Encontro marcado
Acordava lentamente. Seus olhos custavam a abrir. A cama parecia abraçar-lhe convidando-lhe a permanecer por mais uns instantes. Chegou a sentir o cheiro do café fresco no ar, o mesmo que perfumou sua infância quando em festa a mãe lhe acordava dizendo que o café estava à mesa. E sorrindo, foi abrindo os olhos lentamente, na esperança de ainda vê-la ou ouvi-la cantarolando pela casa.
Há muito saíra de casa, vindo morar na capital fazendo carreira na empresa onde alcançara, através de muito esforço, o cargo de diretor de planejamento. Assim como seu trabalho carregava em si o hábito de uma vida totalmente planejada e organizada. Portanto, não se permitia permanecer na cama além do horário habitual, no qual por trinta anos vinha despertando. Aliás, sua vida parecia-lhe agora uma planilha, totalmente organizada, disciplinada e planejada.
Entretanto naquela manhã, algo estava diferente. Dentro dele alguma coisa havia mudado. Decidira ficar mais uns minutos, deixando o corpo despertar lentamente... E assim foi abrindo os olhos até que, como uma rajada de vento gelando-lhe a alma, lá estava ela, em pé ao lado da cama, olhando-o fixamente, observando-o em seu despertar. Fechou novamente os olhos e os tornou a abrir pensando estar tendo uma alucinação. Mas não, lá estava ela como antes. Olhando-o calmamente...
Sem pensar duas vezes, levantou-se num sobressalto. Há muito esse encontro fora marcado e, no entanto, esquecera completamente naquela manhã que se fazia tão mágica. Realmente, algo havia mudado dentro de si. Nunca esquecera assim um compromisso, nunca chegara atrasado a lugar algum, só não sabia ao certo o que estava mudando... Correu para o chuveiro e, enquanto tomava banho, lembrou sua infância ao lado dos pais e irmãos na grande fazenda. Sempre era o primeiro a aprontar-se para ir à escola. Tinha sempre que esperar pelos irmãos e isso o aborrecia extremamente. Nesse momento, veio-lhe a mente Thereza. Sentava-se dois bancos à sua frente na pequena escola onde estudava. Tinha os cachos dourados mais lindos de toda classe. Não fosse seu temperamento metódico e planejado, ter-lhe-ia roubado um beijo que talvez lhe ficasse marcado pelo resto da vida, afinal, não dizem que o primeiro beijo nunca se esquece?

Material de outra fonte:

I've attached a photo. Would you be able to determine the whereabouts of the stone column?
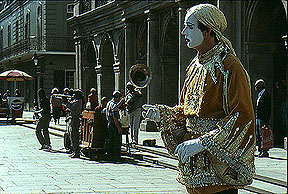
[124,21,136,92]
[145,10,161,104]
[92,34,103,104]
[113,58,120,91]
[178,2,196,98]
[74,37,82,89]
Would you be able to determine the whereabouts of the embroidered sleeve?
[157,105,188,156]
[200,58,255,185]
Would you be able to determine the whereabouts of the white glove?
[142,104,160,122]
[174,139,204,163]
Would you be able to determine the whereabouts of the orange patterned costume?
[157,42,255,193]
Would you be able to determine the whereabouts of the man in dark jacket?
[106,91,122,162]
[255,79,271,157]
[35,88,51,150]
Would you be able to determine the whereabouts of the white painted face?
[181,12,204,48]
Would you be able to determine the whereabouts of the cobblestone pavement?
[0,113,287,193]
[0,125,185,193]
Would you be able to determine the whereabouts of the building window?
[65,70,75,88]
[25,12,30,39]
[67,3,74,14]
[0,27,3,50]
[8,24,11,46]
[15,20,19,42]
[37,5,42,50]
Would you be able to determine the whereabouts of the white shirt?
[256,88,265,106]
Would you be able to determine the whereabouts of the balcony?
[0,37,74,61]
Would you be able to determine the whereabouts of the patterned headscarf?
[187,4,236,56]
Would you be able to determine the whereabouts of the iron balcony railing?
[0,37,74,61]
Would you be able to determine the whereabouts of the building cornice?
[67,1,177,36]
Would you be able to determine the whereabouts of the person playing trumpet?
[65,89,83,158]
[143,4,255,194]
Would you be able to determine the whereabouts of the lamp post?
[32,52,41,106]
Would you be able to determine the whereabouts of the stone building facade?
[67,0,287,146]
[0,0,75,110]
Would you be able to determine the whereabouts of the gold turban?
[187,4,236,56]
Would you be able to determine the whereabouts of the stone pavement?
[0,125,185,193]
[0,112,287,193]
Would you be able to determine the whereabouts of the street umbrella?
[0,69,34,81]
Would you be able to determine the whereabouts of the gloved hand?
[174,139,204,163]
[142,104,160,122]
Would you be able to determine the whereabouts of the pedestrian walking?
[14,88,21,97]
[106,91,122,161]
[93,96,109,148]
[35,88,52,150]
[143,4,255,194]
[50,88,62,125]
[65,89,83,158]
[125,81,142,144]
[86,88,98,110]
[255,79,271,157]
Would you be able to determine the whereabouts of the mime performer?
[143,4,255,194]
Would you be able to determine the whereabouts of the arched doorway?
[83,40,97,98]
[161,14,179,106]
[101,38,115,99]
[247,0,287,146]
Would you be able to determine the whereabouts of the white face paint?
[181,13,204,48]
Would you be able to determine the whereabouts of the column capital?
[176,0,191,12]
[95,63,102,74]
[144,9,158,22]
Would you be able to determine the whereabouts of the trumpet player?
[143,4,255,194]
[65,89,83,158]
[34,88,52,150]
[125,81,142,144]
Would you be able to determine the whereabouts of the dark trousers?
[68,118,80,154]
[52,106,62,123]
[36,114,51,146]
[256,119,264,152]
[216,189,238,194]
[106,122,122,161]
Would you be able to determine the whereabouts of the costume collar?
[197,42,228,84]
[258,88,265,98]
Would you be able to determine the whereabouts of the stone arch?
[136,20,147,64]
[246,0,287,146]
[160,10,178,106]
[83,38,97,101]
[117,29,126,90]
[100,34,115,98]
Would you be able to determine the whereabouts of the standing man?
[66,89,83,158]
[126,81,142,144]
[255,79,271,157]
[106,91,122,162]
[143,4,255,194]
[35,88,52,150]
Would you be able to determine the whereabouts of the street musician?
[143,4,255,194]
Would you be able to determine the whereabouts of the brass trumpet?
[129,64,152,89]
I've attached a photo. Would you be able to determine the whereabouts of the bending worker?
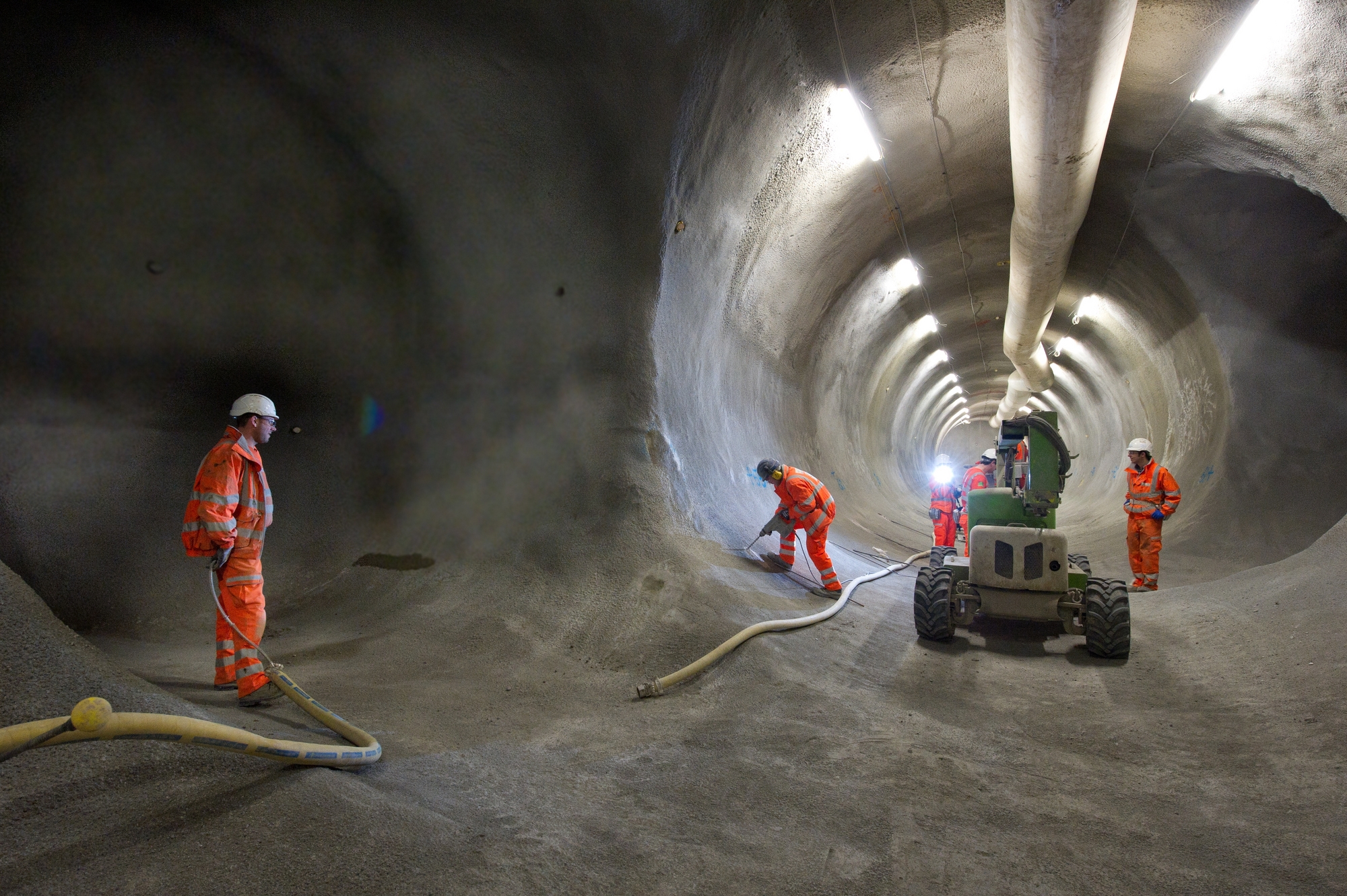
[1122,439,1183,590]
[757,460,842,597]
[931,454,959,547]
[182,394,284,706]
[959,448,997,557]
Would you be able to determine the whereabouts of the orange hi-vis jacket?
[960,465,991,503]
[773,465,838,535]
[1122,457,1183,519]
[182,427,272,559]
[931,479,958,514]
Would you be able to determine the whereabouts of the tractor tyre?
[1086,578,1131,659]
[912,566,959,640]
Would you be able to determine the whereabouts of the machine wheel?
[1086,578,1131,659]
[912,566,959,640]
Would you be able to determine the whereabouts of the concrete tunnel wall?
[656,4,1347,574]
[0,3,1347,628]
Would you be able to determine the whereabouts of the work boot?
[238,681,286,706]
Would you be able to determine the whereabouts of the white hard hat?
[229,392,279,420]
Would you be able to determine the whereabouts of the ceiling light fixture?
[1192,0,1294,102]
[828,88,884,162]
[1052,337,1079,358]
[1071,296,1099,324]
[889,259,921,292]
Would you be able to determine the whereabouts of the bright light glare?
[1192,0,1294,102]
[889,259,921,292]
[1052,337,1080,358]
[1071,296,1099,323]
[828,88,884,162]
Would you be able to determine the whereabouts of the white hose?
[636,550,931,697]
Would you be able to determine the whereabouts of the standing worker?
[1122,439,1183,590]
[929,454,959,547]
[757,458,842,597]
[959,448,997,557]
[182,394,284,706]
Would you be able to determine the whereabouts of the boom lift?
[912,411,1131,659]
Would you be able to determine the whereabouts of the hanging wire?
[828,0,954,368]
[1048,94,1193,357]
[905,0,987,376]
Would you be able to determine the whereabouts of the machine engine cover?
[968,526,1067,590]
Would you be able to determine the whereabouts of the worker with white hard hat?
[959,448,997,557]
[1122,439,1183,590]
[182,393,284,706]
[928,454,959,547]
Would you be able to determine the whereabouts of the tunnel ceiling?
[0,0,1347,624]
[656,3,1347,565]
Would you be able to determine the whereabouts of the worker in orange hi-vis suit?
[931,454,959,547]
[1122,439,1183,590]
[182,394,284,706]
[757,460,842,597]
[959,448,997,557]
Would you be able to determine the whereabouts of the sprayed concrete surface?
[0,0,1347,893]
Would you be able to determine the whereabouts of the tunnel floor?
[0,526,1347,893]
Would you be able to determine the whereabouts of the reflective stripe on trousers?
[216,555,267,697]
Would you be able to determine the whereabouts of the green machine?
[912,411,1131,658]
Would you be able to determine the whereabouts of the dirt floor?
[0,526,1347,893]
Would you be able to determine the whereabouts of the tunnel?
[0,0,1347,893]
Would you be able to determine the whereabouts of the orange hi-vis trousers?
[1127,514,1164,590]
[932,508,954,547]
[777,518,842,592]
[216,557,268,697]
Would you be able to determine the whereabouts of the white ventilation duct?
[990,0,1137,427]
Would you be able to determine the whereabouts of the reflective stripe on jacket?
[1122,457,1183,519]
[182,427,272,558]
[931,479,959,514]
[773,465,838,535]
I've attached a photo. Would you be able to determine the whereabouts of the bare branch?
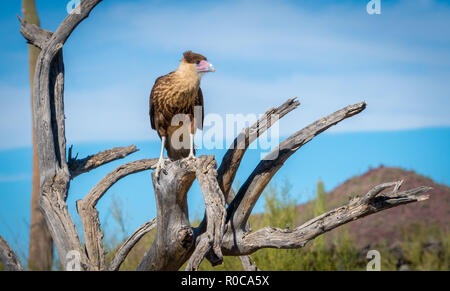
[0,235,23,271]
[77,159,158,270]
[17,16,53,49]
[108,218,156,271]
[186,156,226,271]
[224,181,432,255]
[68,145,139,179]
[137,157,197,271]
[227,102,366,232]
[217,98,300,200]
[21,0,101,270]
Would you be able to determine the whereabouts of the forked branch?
[77,159,157,270]
[68,145,138,179]
[227,102,366,231]
[229,181,432,255]
[0,236,23,271]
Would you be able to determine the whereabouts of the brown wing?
[195,88,205,130]
[149,72,174,134]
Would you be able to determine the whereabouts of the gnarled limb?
[186,156,226,271]
[0,236,23,271]
[137,159,195,271]
[18,0,101,269]
[77,159,158,270]
[217,98,300,204]
[224,181,432,255]
[68,145,138,179]
[17,16,53,49]
[108,218,156,271]
[227,102,366,236]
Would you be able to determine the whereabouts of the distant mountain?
[298,167,450,247]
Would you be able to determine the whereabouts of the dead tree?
[0,0,431,270]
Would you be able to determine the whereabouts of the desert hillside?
[298,167,450,247]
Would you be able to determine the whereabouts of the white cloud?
[0,1,450,148]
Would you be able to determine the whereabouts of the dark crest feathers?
[183,51,207,64]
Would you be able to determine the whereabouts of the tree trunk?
[22,0,53,271]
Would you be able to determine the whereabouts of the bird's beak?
[197,61,216,73]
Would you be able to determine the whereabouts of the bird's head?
[181,51,216,75]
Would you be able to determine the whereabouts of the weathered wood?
[217,98,300,201]
[7,0,430,270]
[77,159,158,270]
[17,16,53,49]
[21,0,101,269]
[227,102,366,235]
[108,218,156,271]
[186,156,226,271]
[68,145,139,179]
[0,235,23,271]
[224,181,432,255]
[137,160,195,271]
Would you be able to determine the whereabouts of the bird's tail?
[164,134,195,161]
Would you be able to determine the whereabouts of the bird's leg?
[188,133,195,159]
[154,136,166,178]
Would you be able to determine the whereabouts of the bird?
[149,51,215,177]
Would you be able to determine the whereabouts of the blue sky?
[0,0,450,264]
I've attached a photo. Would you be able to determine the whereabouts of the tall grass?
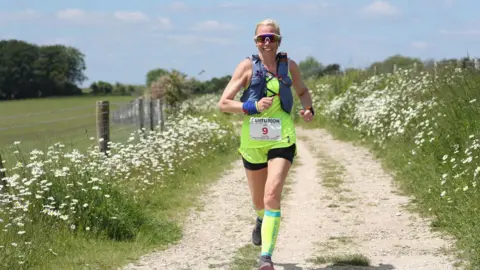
[0,100,238,269]
[302,68,480,269]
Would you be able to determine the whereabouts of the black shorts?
[242,144,297,171]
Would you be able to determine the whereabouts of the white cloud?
[439,28,480,37]
[0,9,42,22]
[361,0,400,16]
[40,37,74,46]
[113,11,150,23]
[410,41,428,49]
[166,35,230,45]
[442,0,457,8]
[56,8,155,25]
[152,17,173,30]
[57,8,86,20]
[56,8,108,25]
[218,1,332,12]
[191,20,234,31]
[169,2,188,10]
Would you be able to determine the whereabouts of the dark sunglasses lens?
[257,35,278,42]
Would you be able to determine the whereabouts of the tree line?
[0,40,86,100]
[0,39,473,104]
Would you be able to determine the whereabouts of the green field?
[0,93,238,269]
[0,96,139,162]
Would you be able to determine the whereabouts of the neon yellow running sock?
[261,209,281,256]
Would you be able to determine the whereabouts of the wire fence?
[0,97,166,161]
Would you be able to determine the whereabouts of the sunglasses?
[253,33,282,43]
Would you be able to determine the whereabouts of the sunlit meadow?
[0,107,236,269]
[311,65,480,268]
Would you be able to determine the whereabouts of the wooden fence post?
[0,155,7,193]
[157,99,165,132]
[97,101,110,154]
[148,98,155,131]
[137,97,145,130]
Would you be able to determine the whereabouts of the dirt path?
[121,128,454,270]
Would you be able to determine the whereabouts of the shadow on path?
[275,263,396,270]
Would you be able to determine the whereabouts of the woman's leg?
[260,144,296,269]
[243,159,268,246]
[262,158,291,257]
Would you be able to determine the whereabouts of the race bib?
[250,117,282,141]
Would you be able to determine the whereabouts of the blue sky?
[0,0,480,85]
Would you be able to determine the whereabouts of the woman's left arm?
[289,60,313,113]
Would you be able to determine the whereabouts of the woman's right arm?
[218,59,251,113]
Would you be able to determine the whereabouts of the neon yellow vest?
[240,72,297,148]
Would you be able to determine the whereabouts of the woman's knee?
[263,179,283,209]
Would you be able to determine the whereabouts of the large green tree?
[0,40,87,100]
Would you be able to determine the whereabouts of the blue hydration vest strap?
[240,52,293,113]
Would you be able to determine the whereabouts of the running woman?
[218,19,314,270]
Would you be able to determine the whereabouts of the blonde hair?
[255,19,280,35]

Sorriu com esse pensamento. Há muito tempo não recordava sua infância. Não havia em sua vida tempo para isso. Seu trabalho consumia todo seu tempo, fato esse de nunca ter se casado. Agora esses pensamentos não lhe saiam da cabeça. “A vida poderia ter sido muito diferente se houvesse uma família. Mulher, filhos, dois talvez...” Sem duvidas, algo estava diferente, alguma coisa mudara em seu íntimo, algo que não conseguia ainda explicar. Mas, explicações para quê? A vida toda procurara explicar todos os seus atos, justificando seu modo de ser e agir, sempre... Talvez agora seja a hora de não buscar explicações, apenas sentir. Sim, eis aí algo que há muito tempo não fazia, sentir! A tensão nos negócios roubava-lhe não só o tempo como também os sentidos. Dedicara toda sua vida ao seu trabalho, agora vê isso claramente...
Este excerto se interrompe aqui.